Council to meet after Scoutmaster charged with sexual assault

LAKEWOOD – Following the alleged sexual assault of a 12-year-old boy scout from his scoutmaster, the Allegheny Highlands Council will host a members-only meeting today regarding the importance of prevention of such crimes.

Nate Thornton, the council’s scout executive, announced that scout leaders will be convening to address the importance of Youth Protection training, the service that equips parents and leaders with the tools necessary to address suspected abuse, inappropriate behavior and bullying.

“We’re really going to be stressing the importance of our Youth Protection training,” Thornton said.

The Lakewood Boy Scout leader, 74-year-old Donald C. Shriver, will be going to trial on charges he sexually assaulted a 12-year-old boy during a 2017 camping event in East Mead Township, Pa.

“He was removed immediately from scouting,” Thornton said of Shriver.

Shriver allegedly touched the boy’s genitals and made other attempts to touch them during an event at Camp Chickasaw on Aug. 18-20, 2017.

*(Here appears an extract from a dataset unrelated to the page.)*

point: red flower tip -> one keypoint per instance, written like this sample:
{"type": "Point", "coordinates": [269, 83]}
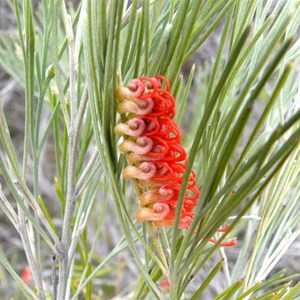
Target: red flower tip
{"type": "Point", "coordinates": [152, 144]}
{"type": "Point", "coordinates": [26, 275]}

Thornton, who became scout executive for Allegheny Highlands on May 1, 2018, said the council did everything they could to respond to the event so that law enforcement could take over.

“This individual’s behavior is reprehensible and runs counter to everything for which the Boy Scouts of America stands,” Thornton said in a statement. “Upon learning of these reports in late 2017, we removed this individual and prohibited him from any future participation in the Boy Scouts of America.”

According to the Meadville Tribune, Shriver waived his preliminary hearing before Magisterial District Judge Amy Nicols. The paper said 73-year-old Shriver, of Southland Avenue in Lakewood, was the victim’s Boy Scout leader at the time of the event at Camp Chickasaw, located on South Wayland Road in East Mead Township, Pa.

He faces third-degree felony charges of corruption of minors and unlawful contact with a minor – sexual offenses. In addition, Shriver faces first-degree misdemeanor charges of indecent assault of a person less than 13, endangering the welfare of children and criminal attempt at indecent assault of a person less than 13.

“Nothing is more important than the safety and protection of children in our Scouting programs – it is our top priority,” Thornton continued. “The BSA is outraged there have been times when scouts were abused, and we sincerely apologize to victims and their families.

“The BSA strives to prevent child abuse through a comprehensive program which includes as safeguards: a thorough screening process for adult leaders and staff, criminal background checks, requiring two or more adult leaders be present with youth at all times during scouting activities, and the prompt mandatory reporting of any allegation or suspicion of abuse.

“The BSA also offers assistance with counseling to any scout, former scout or the family member of any scout who suffered abuse during their time in scouting.”

Anyone who needs assistance for these scouting-related matters can contact the BSA by toll-free helpline at 855-295-1531 and scouthelp@scouting.org. Youth Protection polices can be viewed at bsayouthprotection.org.

Shriver was released on $25,000 unsecured bond. A trial in the case will be scheduled for the May term of criminal court, the Meadville Tribune reported.

Michael Mason, Shriver’s attorney, declined to comment when reached by phone.